A lightweight P2P-based cache system for model distributions on Kubernetes.
Name Story: the inspiration of the name Manta is coming from Dota2, called Manta Style, which will create 2 images of your hero just like peers in the P2P network.
Architecture
Note: llmaz is just one kind of integrations, Manta can be deployed and used independently.
Features Overview
Model Hub Support: Models could be downloaded directly from model hubs (Huggingface etc.) or object storages, no other effort.
Model Preheat: Models could be preloaded to clusters, or specified nodes to accelerate the model serving.
Model Cache: Models will be cached as chunks after downloading for faster model loading.
Model Lifecycle Management: Model lifecycle is managed automatically with different strategies, like Retain or Delete.
Plugin Framework: Filter and Score plugins could be extended to pick up the best candidates.
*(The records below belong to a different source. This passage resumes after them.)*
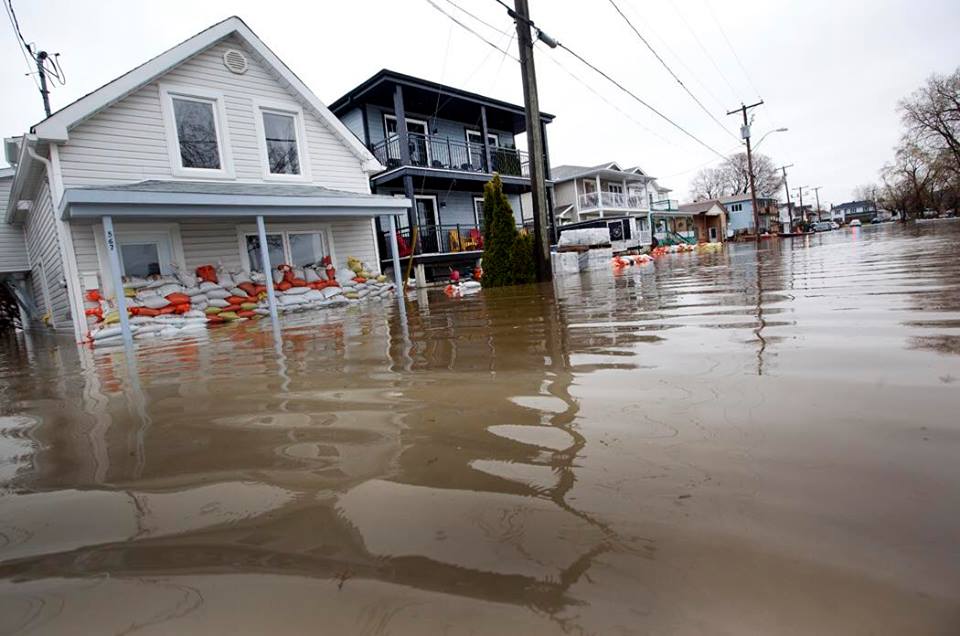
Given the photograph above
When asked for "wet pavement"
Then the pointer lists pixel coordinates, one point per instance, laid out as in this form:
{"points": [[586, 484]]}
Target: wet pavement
{"points": [[748, 442]]}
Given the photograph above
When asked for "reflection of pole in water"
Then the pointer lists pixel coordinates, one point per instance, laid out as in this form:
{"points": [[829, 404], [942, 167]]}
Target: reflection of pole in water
{"points": [[761, 320]]}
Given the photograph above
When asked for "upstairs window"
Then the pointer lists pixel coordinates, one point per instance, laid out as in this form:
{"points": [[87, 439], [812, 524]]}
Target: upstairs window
{"points": [[280, 135], [197, 133], [195, 121]]}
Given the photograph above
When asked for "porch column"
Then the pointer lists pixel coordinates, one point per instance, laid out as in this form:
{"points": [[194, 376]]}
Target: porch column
{"points": [[484, 132], [599, 197], [395, 252], [268, 272], [113, 255], [401, 116]]}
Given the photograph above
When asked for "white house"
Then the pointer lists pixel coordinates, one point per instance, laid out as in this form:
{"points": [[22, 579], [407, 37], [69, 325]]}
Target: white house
{"points": [[171, 165]]}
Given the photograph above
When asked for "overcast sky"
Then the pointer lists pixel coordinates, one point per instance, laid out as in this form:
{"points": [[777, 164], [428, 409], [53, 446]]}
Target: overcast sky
{"points": [[829, 70]]}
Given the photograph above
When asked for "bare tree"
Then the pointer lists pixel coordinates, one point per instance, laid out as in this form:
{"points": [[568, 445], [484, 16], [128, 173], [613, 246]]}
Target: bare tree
{"points": [[733, 177]]}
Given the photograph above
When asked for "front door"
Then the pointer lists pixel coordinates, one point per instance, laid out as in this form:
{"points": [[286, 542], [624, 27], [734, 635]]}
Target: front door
{"points": [[429, 222]]}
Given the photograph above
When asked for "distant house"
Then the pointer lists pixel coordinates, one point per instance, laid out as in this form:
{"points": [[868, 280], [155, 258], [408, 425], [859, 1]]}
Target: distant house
{"points": [[709, 220], [439, 145], [846, 212], [606, 194], [740, 213], [171, 166]]}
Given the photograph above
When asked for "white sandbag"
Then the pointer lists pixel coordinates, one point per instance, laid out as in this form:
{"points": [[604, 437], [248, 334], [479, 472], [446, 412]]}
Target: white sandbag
{"points": [[217, 293], [330, 292], [289, 300], [155, 302]]}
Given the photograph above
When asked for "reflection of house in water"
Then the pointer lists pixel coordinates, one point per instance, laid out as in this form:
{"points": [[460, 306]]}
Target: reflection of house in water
{"points": [[325, 462]]}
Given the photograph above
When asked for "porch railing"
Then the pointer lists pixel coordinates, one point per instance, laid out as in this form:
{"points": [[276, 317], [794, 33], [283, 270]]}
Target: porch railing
{"points": [[666, 205], [447, 153], [617, 200]]}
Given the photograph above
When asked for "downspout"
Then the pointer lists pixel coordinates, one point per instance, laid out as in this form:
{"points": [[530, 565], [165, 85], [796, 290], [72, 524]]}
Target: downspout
{"points": [[67, 266]]}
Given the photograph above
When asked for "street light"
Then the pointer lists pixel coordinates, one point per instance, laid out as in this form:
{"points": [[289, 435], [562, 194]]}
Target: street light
{"points": [[757, 145]]}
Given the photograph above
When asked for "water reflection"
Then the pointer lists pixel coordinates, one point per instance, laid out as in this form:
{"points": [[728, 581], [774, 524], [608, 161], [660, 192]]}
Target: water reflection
{"points": [[582, 457]]}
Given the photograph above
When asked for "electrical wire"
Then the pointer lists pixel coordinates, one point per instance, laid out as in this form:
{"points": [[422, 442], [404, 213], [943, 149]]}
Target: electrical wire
{"points": [[469, 29], [670, 70], [730, 46]]}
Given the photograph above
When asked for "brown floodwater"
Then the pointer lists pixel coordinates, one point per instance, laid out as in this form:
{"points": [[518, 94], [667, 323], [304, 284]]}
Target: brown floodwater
{"points": [[749, 442]]}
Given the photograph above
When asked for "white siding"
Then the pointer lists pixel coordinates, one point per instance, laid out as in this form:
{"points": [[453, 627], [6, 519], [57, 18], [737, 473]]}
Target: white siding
{"points": [[13, 242], [127, 141], [43, 245]]}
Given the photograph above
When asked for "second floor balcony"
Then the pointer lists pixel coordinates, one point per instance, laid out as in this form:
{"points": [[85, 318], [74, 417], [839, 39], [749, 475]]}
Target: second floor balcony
{"points": [[446, 153], [618, 201]]}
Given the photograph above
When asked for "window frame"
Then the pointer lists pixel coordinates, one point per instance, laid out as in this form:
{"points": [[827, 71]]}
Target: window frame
{"points": [[285, 231], [290, 110], [168, 92]]}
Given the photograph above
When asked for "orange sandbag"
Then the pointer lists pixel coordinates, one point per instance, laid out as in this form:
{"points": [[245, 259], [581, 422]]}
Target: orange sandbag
{"points": [[207, 273]]}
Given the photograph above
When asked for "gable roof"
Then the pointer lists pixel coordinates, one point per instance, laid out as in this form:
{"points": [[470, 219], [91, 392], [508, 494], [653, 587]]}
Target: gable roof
{"points": [[567, 172], [56, 127]]}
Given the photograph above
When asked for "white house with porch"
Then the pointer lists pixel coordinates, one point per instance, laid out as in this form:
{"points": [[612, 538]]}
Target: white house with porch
{"points": [[585, 194], [213, 152]]}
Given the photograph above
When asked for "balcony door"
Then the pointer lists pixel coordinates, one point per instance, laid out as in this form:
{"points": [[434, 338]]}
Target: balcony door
{"points": [[419, 140], [475, 149], [428, 218]]}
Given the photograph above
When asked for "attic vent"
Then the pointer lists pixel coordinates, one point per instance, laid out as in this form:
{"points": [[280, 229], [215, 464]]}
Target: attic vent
{"points": [[235, 61]]}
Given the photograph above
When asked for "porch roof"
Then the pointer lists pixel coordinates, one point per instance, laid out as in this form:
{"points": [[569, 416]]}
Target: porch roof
{"points": [[217, 199]]}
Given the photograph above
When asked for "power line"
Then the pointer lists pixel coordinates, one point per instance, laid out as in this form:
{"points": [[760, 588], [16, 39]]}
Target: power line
{"points": [[706, 54], [730, 46], [669, 70], [467, 28]]}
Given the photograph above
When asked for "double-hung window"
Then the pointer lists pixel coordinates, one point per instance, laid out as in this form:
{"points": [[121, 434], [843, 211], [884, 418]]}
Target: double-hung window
{"points": [[195, 121], [298, 248]]}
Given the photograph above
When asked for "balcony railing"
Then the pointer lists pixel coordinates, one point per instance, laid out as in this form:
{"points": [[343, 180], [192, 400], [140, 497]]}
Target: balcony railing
{"points": [[436, 239], [433, 151], [612, 200], [666, 205]]}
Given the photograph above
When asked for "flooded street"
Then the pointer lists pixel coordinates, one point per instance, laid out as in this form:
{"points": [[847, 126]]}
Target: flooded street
{"points": [[746, 442]]}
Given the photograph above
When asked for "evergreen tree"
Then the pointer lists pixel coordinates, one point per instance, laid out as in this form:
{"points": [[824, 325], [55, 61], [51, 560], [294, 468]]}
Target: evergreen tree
{"points": [[507, 256]]}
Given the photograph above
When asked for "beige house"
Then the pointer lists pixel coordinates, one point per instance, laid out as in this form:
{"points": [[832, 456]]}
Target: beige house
{"points": [[176, 163]]}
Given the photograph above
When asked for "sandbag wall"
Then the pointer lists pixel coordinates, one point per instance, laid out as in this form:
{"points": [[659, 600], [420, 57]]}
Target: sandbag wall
{"points": [[168, 306]]}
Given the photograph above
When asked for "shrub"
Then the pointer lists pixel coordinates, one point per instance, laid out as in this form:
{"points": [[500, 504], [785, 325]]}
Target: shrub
{"points": [[507, 255]]}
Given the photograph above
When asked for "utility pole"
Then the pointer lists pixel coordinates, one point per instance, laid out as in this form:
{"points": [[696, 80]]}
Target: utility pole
{"points": [[787, 190], [40, 57], [745, 134], [816, 192], [521, 15], [802, 211]]}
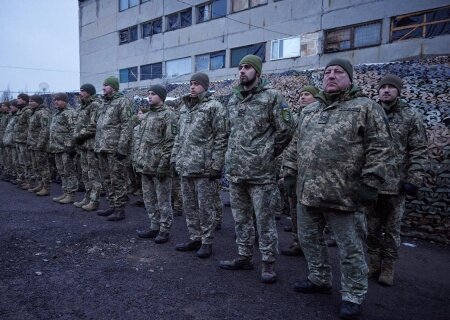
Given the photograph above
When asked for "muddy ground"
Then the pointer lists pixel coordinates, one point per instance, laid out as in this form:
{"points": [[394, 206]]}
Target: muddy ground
{"points": [[58, 262]]}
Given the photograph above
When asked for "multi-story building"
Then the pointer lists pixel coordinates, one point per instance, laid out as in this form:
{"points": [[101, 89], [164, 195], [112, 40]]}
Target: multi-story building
{"points": [[147, 41]]}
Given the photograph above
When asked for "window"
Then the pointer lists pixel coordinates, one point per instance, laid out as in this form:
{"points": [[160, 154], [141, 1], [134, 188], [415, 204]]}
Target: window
{"points": [[353, 37], [212, 10], [210, 61], [128, 35], [178, 67], [285, 48], [151, 71], [126, 4], [421, 25], [237, 54], [128, 75], [151, 27], [179, 20], [239, 5]]}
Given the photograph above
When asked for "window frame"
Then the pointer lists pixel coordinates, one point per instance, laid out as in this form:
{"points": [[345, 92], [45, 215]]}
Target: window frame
{"points": [[423, 25], [352, 29]]}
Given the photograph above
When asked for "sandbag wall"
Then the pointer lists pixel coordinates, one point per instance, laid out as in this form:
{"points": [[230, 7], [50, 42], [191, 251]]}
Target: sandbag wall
{"points": [[426, 89]]}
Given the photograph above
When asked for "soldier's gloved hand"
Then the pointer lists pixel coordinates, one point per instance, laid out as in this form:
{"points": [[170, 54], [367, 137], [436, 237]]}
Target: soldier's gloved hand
{"points": [[367, 195], [214, 174], [161, 174], [120, 156], [410, 189], [72, 153], [290, 185]]}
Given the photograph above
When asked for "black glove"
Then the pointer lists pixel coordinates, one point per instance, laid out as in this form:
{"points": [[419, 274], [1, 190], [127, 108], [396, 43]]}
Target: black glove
{"points": [[410, 189], [72, 153], [367, 195], [290, 185], [214, 174], [120, 156]]}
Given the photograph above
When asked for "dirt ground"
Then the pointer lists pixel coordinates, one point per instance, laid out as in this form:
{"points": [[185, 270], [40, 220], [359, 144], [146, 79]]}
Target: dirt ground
{"points": [[59, 262]]}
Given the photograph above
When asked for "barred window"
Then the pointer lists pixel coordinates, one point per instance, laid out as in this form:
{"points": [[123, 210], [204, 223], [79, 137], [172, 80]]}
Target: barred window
{"points": [[425, 24], [353, 37]]}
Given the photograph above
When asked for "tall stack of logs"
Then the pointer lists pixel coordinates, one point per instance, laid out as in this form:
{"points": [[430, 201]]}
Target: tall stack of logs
{"points": [[426, 89]]}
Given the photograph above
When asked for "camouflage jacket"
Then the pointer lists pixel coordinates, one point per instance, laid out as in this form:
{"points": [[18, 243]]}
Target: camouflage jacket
{"points": [[39, 128], [114, 126], [21, 128], [202, 137], [410, 146], [261, 127], [85, 124], [155, 140], [338, 144], [9, 130], [61, 130]]}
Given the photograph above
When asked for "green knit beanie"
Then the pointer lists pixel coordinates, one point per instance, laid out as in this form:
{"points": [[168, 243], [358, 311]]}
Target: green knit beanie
{"points": [[344, 64], [159, 90], [254, 61], [311, 89], [201, 78], [113, 82], [392, 80]]}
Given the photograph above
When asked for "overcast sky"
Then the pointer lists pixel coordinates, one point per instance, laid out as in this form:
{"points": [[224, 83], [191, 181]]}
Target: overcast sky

Memory Management(WIP): Manage the reserved memories for caching, together with LRU algorithm for GC.
You Should Know Before
Manta is not an all-in-one solution for model management, instead, it offers a lightweight solution to utilize the idle bandwidth and cost-effective disk, helping you save money.
It requires no additional components like databases or storage systems, simplifying setup and reducing effort.
All the models will be stored under the host path of /mnt/models/
Note: you can make the Torrent Standby by setting the preheat to false (true by default), then preheating will process in runtime, which obviously wll slow down the model loading.